Ma forse per trovare l’erede di Putin dobbiamo calarci dentro alla cosiddetta grande Madre Russia e ai suoi tanti “cognomi”. Guardiamo al cognome Medvedev, come Dimitrj l’ex presidente protagonista dell’arrocco: la sua radice richiama la parola “orso”, figura evocativa in Russia – l’Orso Russo – che ne delinea la resistenza, la resilienza tipica del suo popolo, anzi dei suoi popoli.
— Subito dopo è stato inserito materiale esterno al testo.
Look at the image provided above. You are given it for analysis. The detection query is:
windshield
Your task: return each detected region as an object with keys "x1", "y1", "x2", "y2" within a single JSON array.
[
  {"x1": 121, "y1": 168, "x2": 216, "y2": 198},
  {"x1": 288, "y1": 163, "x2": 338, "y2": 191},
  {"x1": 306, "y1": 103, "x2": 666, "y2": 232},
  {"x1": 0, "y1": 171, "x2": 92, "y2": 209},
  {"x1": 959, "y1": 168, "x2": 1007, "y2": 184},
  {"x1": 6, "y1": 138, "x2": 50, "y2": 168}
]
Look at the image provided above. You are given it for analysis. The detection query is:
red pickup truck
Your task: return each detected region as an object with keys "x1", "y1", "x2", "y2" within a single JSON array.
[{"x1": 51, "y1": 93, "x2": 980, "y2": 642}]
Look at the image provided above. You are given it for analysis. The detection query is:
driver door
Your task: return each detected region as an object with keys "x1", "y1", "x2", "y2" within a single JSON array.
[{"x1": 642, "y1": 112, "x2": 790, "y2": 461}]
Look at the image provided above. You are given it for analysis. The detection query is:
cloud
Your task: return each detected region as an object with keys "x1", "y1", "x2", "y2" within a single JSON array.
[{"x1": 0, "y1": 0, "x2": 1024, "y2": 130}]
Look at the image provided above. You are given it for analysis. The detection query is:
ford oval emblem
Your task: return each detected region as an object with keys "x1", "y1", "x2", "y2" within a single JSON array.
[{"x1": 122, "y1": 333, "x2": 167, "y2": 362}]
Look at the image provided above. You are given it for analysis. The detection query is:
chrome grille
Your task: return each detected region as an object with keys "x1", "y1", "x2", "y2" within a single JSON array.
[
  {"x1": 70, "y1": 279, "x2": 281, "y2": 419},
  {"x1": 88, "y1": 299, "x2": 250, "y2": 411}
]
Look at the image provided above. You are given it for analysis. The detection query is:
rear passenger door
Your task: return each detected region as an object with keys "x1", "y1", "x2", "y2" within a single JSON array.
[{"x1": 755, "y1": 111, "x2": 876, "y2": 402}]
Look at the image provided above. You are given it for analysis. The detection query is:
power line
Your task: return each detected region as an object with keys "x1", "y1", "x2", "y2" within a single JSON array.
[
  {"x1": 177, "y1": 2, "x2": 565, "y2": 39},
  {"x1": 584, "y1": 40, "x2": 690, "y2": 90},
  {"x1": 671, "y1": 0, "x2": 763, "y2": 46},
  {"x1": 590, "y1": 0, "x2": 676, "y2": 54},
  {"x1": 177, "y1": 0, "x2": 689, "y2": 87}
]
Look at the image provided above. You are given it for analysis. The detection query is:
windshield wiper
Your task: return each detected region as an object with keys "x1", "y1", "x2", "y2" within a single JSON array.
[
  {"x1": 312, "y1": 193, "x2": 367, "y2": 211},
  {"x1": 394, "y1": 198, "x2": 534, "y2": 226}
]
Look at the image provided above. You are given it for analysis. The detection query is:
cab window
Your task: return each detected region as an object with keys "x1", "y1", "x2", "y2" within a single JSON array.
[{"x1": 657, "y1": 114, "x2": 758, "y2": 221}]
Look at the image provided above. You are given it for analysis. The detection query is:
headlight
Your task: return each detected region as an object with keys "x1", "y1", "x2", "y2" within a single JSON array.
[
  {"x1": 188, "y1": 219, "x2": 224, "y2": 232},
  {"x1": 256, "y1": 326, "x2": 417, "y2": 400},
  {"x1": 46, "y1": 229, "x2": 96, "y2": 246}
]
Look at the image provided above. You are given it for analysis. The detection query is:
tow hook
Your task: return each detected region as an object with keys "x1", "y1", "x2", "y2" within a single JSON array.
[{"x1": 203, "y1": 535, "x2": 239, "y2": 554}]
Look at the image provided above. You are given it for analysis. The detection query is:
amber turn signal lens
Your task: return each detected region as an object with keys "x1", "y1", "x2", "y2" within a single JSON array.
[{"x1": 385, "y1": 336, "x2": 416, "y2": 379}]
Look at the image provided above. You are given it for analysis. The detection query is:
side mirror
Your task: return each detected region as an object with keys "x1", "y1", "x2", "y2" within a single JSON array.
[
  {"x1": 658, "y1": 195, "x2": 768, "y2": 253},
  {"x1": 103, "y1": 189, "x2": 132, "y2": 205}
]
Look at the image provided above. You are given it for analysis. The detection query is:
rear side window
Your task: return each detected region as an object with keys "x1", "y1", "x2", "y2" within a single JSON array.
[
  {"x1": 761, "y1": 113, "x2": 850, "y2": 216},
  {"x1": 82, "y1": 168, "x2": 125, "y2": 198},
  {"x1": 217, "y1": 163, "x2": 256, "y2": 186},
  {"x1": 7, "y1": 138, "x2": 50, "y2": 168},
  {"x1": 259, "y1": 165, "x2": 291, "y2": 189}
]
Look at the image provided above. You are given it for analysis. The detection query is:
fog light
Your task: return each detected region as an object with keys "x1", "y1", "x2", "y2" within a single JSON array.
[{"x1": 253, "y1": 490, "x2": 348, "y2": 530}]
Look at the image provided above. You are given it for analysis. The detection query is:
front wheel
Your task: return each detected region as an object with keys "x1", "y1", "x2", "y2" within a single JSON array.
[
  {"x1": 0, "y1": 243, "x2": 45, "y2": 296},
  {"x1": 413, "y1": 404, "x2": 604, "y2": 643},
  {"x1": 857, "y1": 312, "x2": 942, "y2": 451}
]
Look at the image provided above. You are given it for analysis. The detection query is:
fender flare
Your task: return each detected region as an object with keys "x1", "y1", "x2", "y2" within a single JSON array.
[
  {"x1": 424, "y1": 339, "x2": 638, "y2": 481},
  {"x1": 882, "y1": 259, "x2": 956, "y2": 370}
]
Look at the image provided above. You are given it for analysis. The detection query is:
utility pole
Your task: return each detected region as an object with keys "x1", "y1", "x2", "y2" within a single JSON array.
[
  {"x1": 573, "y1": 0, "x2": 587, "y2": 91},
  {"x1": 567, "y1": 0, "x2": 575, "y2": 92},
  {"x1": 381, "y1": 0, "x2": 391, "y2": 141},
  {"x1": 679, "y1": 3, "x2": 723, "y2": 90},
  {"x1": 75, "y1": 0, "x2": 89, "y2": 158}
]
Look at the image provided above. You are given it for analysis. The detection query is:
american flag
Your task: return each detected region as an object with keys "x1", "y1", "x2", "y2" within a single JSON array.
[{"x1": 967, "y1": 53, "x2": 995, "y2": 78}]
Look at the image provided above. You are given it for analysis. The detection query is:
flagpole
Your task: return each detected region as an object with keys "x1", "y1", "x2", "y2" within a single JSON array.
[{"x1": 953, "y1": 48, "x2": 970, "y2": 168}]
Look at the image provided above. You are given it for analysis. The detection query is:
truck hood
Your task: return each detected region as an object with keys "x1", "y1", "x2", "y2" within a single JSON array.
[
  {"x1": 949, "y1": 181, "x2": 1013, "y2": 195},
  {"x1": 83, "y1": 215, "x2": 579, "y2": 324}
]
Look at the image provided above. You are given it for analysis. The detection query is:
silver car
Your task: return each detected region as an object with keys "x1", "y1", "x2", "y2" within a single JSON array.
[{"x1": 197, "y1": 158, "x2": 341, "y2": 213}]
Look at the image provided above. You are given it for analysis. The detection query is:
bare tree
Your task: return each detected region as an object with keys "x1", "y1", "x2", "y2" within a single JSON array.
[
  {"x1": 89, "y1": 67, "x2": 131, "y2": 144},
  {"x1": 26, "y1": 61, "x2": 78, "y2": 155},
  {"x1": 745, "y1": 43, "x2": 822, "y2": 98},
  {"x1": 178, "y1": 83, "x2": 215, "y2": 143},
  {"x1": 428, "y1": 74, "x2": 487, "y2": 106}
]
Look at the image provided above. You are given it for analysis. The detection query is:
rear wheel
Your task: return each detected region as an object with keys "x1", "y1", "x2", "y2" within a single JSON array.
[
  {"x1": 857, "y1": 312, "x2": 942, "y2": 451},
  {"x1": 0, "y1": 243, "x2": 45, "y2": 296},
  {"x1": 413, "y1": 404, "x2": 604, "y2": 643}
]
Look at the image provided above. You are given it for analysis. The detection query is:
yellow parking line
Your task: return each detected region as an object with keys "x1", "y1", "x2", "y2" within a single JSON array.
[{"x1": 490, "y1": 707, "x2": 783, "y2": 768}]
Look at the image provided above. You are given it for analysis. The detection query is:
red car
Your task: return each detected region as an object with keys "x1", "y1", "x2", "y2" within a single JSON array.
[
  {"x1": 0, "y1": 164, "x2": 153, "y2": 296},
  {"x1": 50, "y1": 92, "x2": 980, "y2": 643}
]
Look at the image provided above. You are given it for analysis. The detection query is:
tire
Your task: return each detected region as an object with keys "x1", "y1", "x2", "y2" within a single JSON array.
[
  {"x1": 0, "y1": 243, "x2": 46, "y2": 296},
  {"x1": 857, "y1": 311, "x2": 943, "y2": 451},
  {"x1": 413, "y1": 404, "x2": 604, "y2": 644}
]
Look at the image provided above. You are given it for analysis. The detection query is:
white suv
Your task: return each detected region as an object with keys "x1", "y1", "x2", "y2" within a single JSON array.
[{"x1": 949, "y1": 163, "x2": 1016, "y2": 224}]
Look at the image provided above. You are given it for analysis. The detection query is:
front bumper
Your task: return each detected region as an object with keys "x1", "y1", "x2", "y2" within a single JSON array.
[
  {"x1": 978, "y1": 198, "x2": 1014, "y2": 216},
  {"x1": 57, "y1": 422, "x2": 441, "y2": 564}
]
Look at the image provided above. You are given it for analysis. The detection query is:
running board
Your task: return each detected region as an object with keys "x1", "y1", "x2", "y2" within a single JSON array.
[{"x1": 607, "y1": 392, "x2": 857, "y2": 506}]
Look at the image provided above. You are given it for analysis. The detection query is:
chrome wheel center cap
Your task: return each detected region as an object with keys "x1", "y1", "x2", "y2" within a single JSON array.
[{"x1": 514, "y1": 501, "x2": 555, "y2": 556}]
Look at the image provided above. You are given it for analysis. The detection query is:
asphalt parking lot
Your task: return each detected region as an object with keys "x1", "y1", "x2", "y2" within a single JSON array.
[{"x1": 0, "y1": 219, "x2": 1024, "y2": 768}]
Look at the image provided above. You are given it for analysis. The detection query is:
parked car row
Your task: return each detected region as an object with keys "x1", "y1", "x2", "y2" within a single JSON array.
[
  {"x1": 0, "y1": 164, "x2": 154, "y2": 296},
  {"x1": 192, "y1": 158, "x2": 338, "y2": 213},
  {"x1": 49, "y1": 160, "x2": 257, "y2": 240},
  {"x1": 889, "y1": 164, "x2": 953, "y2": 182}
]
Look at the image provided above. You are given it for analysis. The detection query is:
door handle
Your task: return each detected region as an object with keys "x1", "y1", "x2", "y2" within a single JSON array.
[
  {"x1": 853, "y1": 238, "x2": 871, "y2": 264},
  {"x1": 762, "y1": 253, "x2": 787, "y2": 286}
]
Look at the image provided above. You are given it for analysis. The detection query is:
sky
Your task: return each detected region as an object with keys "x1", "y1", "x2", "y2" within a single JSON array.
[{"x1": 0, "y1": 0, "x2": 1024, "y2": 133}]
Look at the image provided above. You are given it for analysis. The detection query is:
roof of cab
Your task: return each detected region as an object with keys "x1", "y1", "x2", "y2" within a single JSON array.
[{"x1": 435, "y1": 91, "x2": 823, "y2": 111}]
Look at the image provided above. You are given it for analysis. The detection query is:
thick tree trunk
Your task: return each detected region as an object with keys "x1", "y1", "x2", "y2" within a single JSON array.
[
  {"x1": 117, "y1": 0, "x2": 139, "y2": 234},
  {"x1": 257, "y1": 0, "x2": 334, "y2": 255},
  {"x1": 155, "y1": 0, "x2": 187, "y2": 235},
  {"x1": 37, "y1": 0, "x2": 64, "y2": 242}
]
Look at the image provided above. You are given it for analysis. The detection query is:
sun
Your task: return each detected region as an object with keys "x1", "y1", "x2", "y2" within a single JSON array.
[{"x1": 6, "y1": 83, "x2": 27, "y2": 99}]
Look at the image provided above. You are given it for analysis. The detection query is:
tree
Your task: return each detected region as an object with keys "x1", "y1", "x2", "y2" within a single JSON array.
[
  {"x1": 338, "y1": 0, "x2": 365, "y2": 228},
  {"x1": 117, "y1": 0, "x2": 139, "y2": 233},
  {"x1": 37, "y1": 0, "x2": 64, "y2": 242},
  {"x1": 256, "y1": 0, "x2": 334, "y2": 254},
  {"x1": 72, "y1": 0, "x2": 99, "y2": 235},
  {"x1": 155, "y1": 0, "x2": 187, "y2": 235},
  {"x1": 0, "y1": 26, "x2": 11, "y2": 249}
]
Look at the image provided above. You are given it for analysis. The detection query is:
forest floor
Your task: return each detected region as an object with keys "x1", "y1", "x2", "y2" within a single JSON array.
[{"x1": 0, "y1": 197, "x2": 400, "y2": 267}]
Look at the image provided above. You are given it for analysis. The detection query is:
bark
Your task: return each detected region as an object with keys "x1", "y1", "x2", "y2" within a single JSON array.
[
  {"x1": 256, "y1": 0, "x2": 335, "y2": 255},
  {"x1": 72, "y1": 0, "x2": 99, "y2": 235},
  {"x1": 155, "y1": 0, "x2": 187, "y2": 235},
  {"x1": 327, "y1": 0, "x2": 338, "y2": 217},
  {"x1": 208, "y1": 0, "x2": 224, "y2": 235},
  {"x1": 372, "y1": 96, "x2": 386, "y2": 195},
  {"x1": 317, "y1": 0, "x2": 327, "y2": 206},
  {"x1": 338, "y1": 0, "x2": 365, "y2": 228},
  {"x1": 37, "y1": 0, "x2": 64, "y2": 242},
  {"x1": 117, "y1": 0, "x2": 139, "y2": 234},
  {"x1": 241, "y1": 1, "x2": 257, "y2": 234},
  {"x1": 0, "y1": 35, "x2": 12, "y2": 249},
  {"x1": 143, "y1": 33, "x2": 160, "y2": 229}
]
Oppure Miller, cognome del CEO di Gazprom, che ci riporta a storie di vecchie migrazioni ebraiche dal centro est Europa in Russia; o leggende di mercenari di origine tedesca assoldati nei cosacchi dello Zar per la loro assoluta fedeltà.
E se parliamo dello Zar torniamo ai “Vicus”, ai principi, ai signori discendenti da Costantino Magno, e torniamo a storie e miti di Madre Russia: la parentela stretta dei Romanov con il clan Putyantins.
Non si può parlare di Zar senza evocare la rivoluzione di ottobre, che ha avuto come strascico la disputa condotta da un Principe, l’ultimo dei Romanov, Dimitri, che intentò decenni di cause legali con la City per riportare il tesoro dei Romanov in Russia. Ci riuscì solo nel 2014, e Vladimir Putin forse per questo lo ricevette come un patriota al Cremlino. E quando morì gli furono concessi i funerali di Stato.
Londra, le ex spie, i signori della City, il Brent, i seven robbers barons richiamano le proposte di Putin ai 60 uomini d’affari, capi di aziende pubbliche e private, banche e organizzazioni pubbliche che hanno preso parte all’incontro annuale attorno al tavolone della sala reale del Cremlino: sono misure adeguate al ritorno dei capitali nella giurisdizione Russa? Sempre il denaro è la risposta, il resto è solo conversazione.